Treze doentes internados na urgência do hospital São José por razões sociais

Treze doentes permanecem internados no serviço de urgência da Unidade Local de Saúde (ULS) de São José, em Lisboa, alguns já há muitos dias, apenas à espera de uma resposta social, alertou à Lusa o enfermeiro Paulo Barreiros.

© D.R.

Coordenador do Centro de Responsabilidade Integrada do Serviço de Urgência (CRISU) da ULS São José, que entrou em funcionamento há um ano, Paulo Barreiros acompanha de perto a complexidade dos casos que chegam ao serviço.

Segundo o enfermeiro, são doentes com múltiplas comorbilidades, muitos deles idosos e isolados, que necessitam de apoio após a alta, mas que, na ausência de alternativas, continuam internados.

“Só no serviço de urgência, à data de hoje [segunda-feira], 13 doentes aguardam resposta social, alguns já com muitos dias de evolução”, elucidou.

Com quase 30 anos de trabalho no Hospital São Jose, o enfermeiro refere que o fenómeno não é novo, mas está a agravar-se com o envelhecimento da população.

“A esperança de vida aumentou, vive-se mais, objetivamente, mas conforme se vão passando os anos, vive-se com menos qualidade”, disse, salientando que as respostas da comunidade “são ainda muito deficitárias”.

A equipa do CRISU, a primeira equipa hospitalar multidisciplinar dedicada apenas à urgência, tenta fazer a ponte entre os cuidados hospitalares e a rede social.

“Temos cinco assistentes sociais integrados na equipa CRISU”, o que demonstra “a dimensão do trabalho” necessário, afirmou, assinalando que a localização do hospital no centro de Lisboa também contribuirá para o elevado número de “utentes sociais”.

Segundo o enfermeiro, cerca de 30% dos doentes internados no Serviço de Medicina aguardam uma resposta social ou vaga na Rede Nacional de Cuidados Continuado Integrados, o que limita “em muito” a capacidade de resposta de internamentos.

Muitos dos doentes chegam à urgência com “uma patologia crónica agravada” e são cada vez mais idosos, com múltiplas doenças, com dificuldades socioeconómicas e “carências em cuidados de saúde”.

Para a administradora hospitalar do CRISU, Miriam Viegas, a equipa tem dado “uma boa resposta à população”, destacando a redução dos tempos de espera e das reclamações, e os utentes estão satisfeitos “porque os tempos de espera estão a reduzir” e o hospital estar a internar “os utentes que precisam”.

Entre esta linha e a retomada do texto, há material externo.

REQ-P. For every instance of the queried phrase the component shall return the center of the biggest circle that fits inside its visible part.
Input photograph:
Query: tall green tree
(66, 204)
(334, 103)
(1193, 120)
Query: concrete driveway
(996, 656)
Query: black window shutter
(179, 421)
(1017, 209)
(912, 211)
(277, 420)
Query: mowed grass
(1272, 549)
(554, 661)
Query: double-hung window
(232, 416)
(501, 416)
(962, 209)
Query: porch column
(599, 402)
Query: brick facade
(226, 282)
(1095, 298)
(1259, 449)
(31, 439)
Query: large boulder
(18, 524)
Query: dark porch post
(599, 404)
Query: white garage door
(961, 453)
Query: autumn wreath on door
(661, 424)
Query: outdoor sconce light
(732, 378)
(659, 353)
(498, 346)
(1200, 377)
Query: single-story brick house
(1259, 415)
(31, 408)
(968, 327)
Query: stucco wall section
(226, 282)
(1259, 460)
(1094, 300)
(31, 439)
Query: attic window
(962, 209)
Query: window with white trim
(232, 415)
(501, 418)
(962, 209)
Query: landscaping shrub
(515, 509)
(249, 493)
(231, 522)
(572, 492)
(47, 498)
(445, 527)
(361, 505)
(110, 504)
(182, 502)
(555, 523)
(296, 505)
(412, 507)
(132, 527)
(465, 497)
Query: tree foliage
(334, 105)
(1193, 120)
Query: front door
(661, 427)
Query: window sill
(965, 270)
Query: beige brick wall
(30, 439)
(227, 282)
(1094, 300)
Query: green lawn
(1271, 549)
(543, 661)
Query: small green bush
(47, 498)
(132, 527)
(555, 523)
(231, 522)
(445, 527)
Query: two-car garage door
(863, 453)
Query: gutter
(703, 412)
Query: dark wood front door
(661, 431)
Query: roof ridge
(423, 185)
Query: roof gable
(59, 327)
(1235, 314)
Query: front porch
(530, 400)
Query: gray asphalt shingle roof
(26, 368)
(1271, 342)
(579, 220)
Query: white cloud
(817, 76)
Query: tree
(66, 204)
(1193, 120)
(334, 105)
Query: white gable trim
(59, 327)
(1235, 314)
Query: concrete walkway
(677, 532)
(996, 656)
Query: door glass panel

Contudo, reconheceu que persistem dificuldades, nomeadamente na articulação com outros serviços do hospital, com outras unidades de saúde e com as respostas existentes na comunidade.

“Isto provoca, muitas vezes, um aumento de tempo de permanência na urgência após a decisão clínica, que era de evitar, causa alguma pressão sobre os profissionais” e, por vezes, algum descontentamento nos utentes por não terem uma resposta atempada na sociedade.

Miriam Viegas adiantou que esta situação está a ser trabalhada pelos profissionais, com o envolvimento do Conselho de Administração, para desenvolver soluções mais adequadas, não só para os utentes sociais e os que aguardam vaga na rede, mas também para a população migrante para a qual o hospital tem sido um apoio.

Contou que os migrantes recorrem muitas vezes às urgências do São José e ao CRISU, por não terem outro tipo de resposta ou desconhecer as respostas que existem na comunidade, fazendo “da urgência o seu centro de saúde”, o que levou a um aumento discreto das readmissões em 72 horas.

Parte desses casos são acompanhados na Clínica de Atendimento do Serviço de Urgência, criada para responder a situações não urgentes, mas que carecem de atenção clínica.

“Temos feito o encaminhamento destes utentes para os centros de saúde, tratado das suas inscrições” e atribuído o número nacional de utente para que rapidamente possa estar integrados no sistema, realçou Miriam Viegas.